Reflexões Franciscanas - 20



46. Francisco de Assis é muito realista no modo de tratar os que erram com um modo lúcido e leve, seguro e sadio. Tem apreço e respeito pela pessoa, mas sabia ser enérgico quando devia reerguer fraquezas. “No início da Ordem, havia um frade que rezava pouco e, por vergonha, nunca ia pedir esmola, mas comia bem. O bem-aventurado Francisco, preocupado com o comportamento deste irmão, foi advertido pelo Espírito Santo de que se tratava de homem carnal. Por isso falou-lhe assim: 'Vai-te embora, irmão Mosca, porque tu queres comer o fruto do trabalho dos frades e ficas ocioso no jardim de Deus, como o irmão Zangão que não colhe nada, não trabalha e vive à custa das canseiras das diligentes abelhas' (cf. LP 62  e 2Cel 45,75). É preciso ter força do espírito diante das fraquezas da carne. A luta entre o bem e o mal é constante: “E odiemos nosso corpo com seus vícios e pecados; porque, vivendo carnalmente, o demônio quer tirar de nós o amor de Jesus Cristo e a vida eterna e perder a  si mesmo(...)”  (Rnb 22,5-9).

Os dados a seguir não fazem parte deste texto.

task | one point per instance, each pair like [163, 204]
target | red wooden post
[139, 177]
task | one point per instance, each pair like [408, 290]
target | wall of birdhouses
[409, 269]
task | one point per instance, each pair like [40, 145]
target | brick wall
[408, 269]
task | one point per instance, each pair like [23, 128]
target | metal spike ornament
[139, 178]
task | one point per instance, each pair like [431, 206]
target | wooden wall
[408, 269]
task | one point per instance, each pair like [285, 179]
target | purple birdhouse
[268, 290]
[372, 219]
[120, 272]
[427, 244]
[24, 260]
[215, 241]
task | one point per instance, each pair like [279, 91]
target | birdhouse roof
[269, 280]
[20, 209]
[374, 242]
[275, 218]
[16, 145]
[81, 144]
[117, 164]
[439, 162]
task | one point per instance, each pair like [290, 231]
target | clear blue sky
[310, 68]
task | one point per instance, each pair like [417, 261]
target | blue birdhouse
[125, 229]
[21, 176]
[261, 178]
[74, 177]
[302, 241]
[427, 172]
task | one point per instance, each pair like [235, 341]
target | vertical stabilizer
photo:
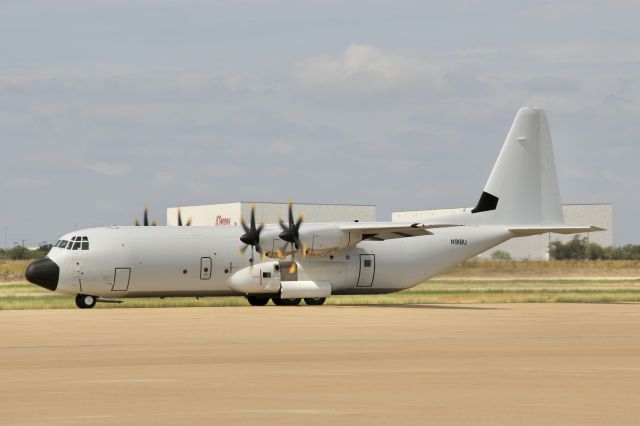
[523, 185]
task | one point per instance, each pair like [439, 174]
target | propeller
[145, 220]
[251, 237]
[290, 233]
[180, 219]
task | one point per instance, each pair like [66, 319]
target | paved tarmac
[512, 364]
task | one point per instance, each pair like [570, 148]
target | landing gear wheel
[257, 300]
[279, 301]
[84, 301]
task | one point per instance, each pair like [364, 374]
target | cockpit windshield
[76, 243]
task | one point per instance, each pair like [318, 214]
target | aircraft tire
[314, 301]
[257, 300]
[279, 301]
[85, 301]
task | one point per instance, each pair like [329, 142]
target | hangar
[536, 247]
[230, 213]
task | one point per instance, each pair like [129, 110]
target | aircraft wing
[389, 230]
[522, 231]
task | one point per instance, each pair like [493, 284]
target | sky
[106, 105]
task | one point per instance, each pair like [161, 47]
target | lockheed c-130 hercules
[288, 262]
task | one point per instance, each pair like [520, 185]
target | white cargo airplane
[521, 198]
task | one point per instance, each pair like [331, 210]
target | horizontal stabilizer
[522, 231]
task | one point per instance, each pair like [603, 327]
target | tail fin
[523, 186]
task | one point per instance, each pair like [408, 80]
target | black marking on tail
[487, 202]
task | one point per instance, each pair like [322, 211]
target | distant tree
[500, 255]
[45, 247]
[595, 252]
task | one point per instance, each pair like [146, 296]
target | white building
[230, 213]
[536, 247]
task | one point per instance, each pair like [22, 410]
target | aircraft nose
[43, 272]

47. Francisco de Assis, em cada detalhe da sua vida, aspirou a transcendência. Em tudo percebia a presença do Altíssimo, em tudo um significado, um outro ser humano a encontrar e em cada situação amar intensamente. Para ele, tudo isto tem um nome: Deus, vivido por ele como o Bem Maior, o Bem Absoluto, a animação maior para um grande Amor. Diz nas Admoestações: “Bem-aventurado o servo que não se considera melhor quando é engrandecido e exaltado pelos homens do que quando é considerado insignificante, simples e desprezado, porque o homem é o que vale diante de Deus e nada mais” (Adm 19,1). “Bem-aventurado o religioso que não tem prazer e alegria a não ser nas palavras e obras do Senhor e com estas leva os homens, com satisfação e alegria, ao amor de Deus” (Adm 20,2). “Presta atenção, ó homem, à grande excelência em que te colocou o Senhor Deus, porque te criou e te firmou à imagem do seu dileto Filho segundo o corpo e à sua semelhança segundo o espírito” (Adm 5,1). “Comovia-se acima da compreensão dos homens, quando nomeava vosso nome, ó Senhor santo, e,  permanecendo todo em júbilo e cheio de castíssima alegria, parecia realmente um homem novo e um homem de outro mundo. Por esta razão, onde quer que encontrasse algum escrito, seja divino seja humano, no caminho, em casa ou no chão, recolhia-o com muita reverência e recolocava-o em lugar sagrado e honesto, temendo que aí estivesse escrito o nome do Senhor ou algo relativo a Ele” (1Cel 29,82).

48. Francisco exortava os frades a fazerem da Regra de Vida uma fonte de meditação e construção do humano forte interiormente: “Zelava ardorosamente pela profissão comum e pela Regra e dotou-a com bênção especial aos que zelassem por ela. Pois dizia aos seus que ela é o livro da vida, a esperança da salvação, a medula do Evangelho, a vida da perfeição, a chave do paraíso, o pacto da eterna aliança. Queria que todos a possuíssem e todos a conhecessem, e por toda parte ela conversasse com o homem interior, como palavra de alento no aborrecimento e recordação do juramento prestado. Ensinou-lhes que ela deve sempre ser trazida diante dos olhos para recordação da vida a ser praticada e, o que é mais importante ainda, com ela eles deviam morrer” (2Cel 208). Em Francisco, há uma consonância de vida, um equilíbrio entre as exigências naturais, as exigências normativas com as mais elevadas aspirações do espírito.

Imagem: São Francisco e o Evangelho, de Lodovico Cardi (21 setembro 1559 – 8 junho 1613), conhecido como Cigoli.